Maggie likes to give herself room to experiment with color. On one wall of her studio, small samples are pinned up, displaying various color combinations and pattern ideas she tests out before committing to full pieces. “The patterns are colorful and playful, but the simplicity of the design, like the actual construction of the piece, is something I’m really into,” she says.
Since starting to sell her knitwear, she says she’s had several people reach out to her with a similar question: Is it okay for non-Native people to buy and wear her goods? Her short answer: Yes. In fact, please do. “I think always supporting Native artists and designers, that’s the number one rule,” she says. But in general, people should be aware of the line so as not to cross into the territory of appropriation. “It just really depends what it is, where it came from, and how it’s being worn.”
In the future, Maggie hopes to engage in more collaborations with other Native artists to make work that more broadly represents the community.
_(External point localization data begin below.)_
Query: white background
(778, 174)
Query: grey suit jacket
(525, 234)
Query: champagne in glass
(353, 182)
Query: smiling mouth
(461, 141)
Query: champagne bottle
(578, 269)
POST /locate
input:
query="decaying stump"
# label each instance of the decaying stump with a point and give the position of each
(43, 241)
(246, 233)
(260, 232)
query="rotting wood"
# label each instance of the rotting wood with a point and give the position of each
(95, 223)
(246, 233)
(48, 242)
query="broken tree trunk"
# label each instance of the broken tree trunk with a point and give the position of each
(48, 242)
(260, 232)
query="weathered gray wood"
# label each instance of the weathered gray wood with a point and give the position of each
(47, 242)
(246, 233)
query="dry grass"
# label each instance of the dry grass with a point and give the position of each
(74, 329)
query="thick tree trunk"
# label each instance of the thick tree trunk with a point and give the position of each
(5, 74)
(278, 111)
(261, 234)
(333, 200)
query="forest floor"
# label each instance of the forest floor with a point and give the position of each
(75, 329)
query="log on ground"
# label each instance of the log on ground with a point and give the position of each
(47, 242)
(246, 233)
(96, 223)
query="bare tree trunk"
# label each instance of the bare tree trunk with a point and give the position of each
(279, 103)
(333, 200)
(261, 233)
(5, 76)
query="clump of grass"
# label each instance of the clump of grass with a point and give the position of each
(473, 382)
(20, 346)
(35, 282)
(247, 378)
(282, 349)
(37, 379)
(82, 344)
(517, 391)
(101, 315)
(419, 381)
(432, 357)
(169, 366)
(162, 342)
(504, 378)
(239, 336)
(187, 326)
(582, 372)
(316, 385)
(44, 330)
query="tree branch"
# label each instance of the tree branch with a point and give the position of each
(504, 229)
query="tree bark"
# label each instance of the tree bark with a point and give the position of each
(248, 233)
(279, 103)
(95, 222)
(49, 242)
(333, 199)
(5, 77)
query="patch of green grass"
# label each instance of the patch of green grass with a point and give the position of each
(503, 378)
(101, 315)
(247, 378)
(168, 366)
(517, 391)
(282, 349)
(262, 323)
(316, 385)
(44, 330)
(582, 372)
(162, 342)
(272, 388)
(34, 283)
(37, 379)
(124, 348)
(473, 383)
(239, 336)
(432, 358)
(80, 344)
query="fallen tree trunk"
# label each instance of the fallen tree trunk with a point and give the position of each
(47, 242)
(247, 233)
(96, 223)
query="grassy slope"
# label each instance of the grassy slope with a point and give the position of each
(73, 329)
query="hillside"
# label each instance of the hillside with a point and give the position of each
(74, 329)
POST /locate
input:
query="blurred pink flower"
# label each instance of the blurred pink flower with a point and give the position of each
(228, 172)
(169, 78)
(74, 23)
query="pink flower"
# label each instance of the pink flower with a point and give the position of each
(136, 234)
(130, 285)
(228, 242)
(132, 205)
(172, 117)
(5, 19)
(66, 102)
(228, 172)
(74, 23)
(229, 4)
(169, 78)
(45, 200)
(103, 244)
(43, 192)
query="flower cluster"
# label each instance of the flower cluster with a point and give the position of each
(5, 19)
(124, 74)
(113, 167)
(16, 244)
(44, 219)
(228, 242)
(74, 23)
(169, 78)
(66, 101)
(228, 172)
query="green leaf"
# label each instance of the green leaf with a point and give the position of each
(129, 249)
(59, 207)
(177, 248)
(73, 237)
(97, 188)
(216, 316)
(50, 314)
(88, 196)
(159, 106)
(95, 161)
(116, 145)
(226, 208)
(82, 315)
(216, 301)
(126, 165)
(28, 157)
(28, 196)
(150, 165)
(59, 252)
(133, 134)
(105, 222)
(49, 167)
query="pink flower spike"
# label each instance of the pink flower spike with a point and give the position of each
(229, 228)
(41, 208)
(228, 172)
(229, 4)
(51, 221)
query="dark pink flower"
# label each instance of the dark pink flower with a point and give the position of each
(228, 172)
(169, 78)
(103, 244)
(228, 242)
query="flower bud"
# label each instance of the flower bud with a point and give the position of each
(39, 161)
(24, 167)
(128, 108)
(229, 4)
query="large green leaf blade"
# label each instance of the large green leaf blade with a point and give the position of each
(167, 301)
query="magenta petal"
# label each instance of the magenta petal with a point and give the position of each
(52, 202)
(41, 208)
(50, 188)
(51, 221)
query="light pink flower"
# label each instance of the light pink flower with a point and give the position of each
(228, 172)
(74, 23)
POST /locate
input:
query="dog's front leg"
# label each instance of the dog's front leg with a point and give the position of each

This fall, she plans to head to Germany to learn the ropes of the Stoll industrial knitting machine, in hopes that she can bring it back to Minnesota. “I think it would be cool to make it accessible to other Native artists and designers—pushing the ‘contemporary’ to how they can bring their forms to knitwear, if they want to, as a new medium.”
But for now, Maggie is in the emotional grips of a new project revolving around romantic relationships. “[It] is something I’m still experiencing so I feel like it’s very fresh and I’m still trying to work through a lot of it,” she says. “But [it’s] talking about the positives of a relationship with the negatives, and everything in between.”
Bridging the divide between the Native and non-Native community is a role that’s come with the territory of Maggie’s work. Though she’s more aware and intentional about her position in the conversation now, she still doesn’t see a need to define herself in any way. She reflects back to being a kid, when she never had to answer questions of her “identity.”
“It was just never a focus of who I was,” she says. “It’s just me.”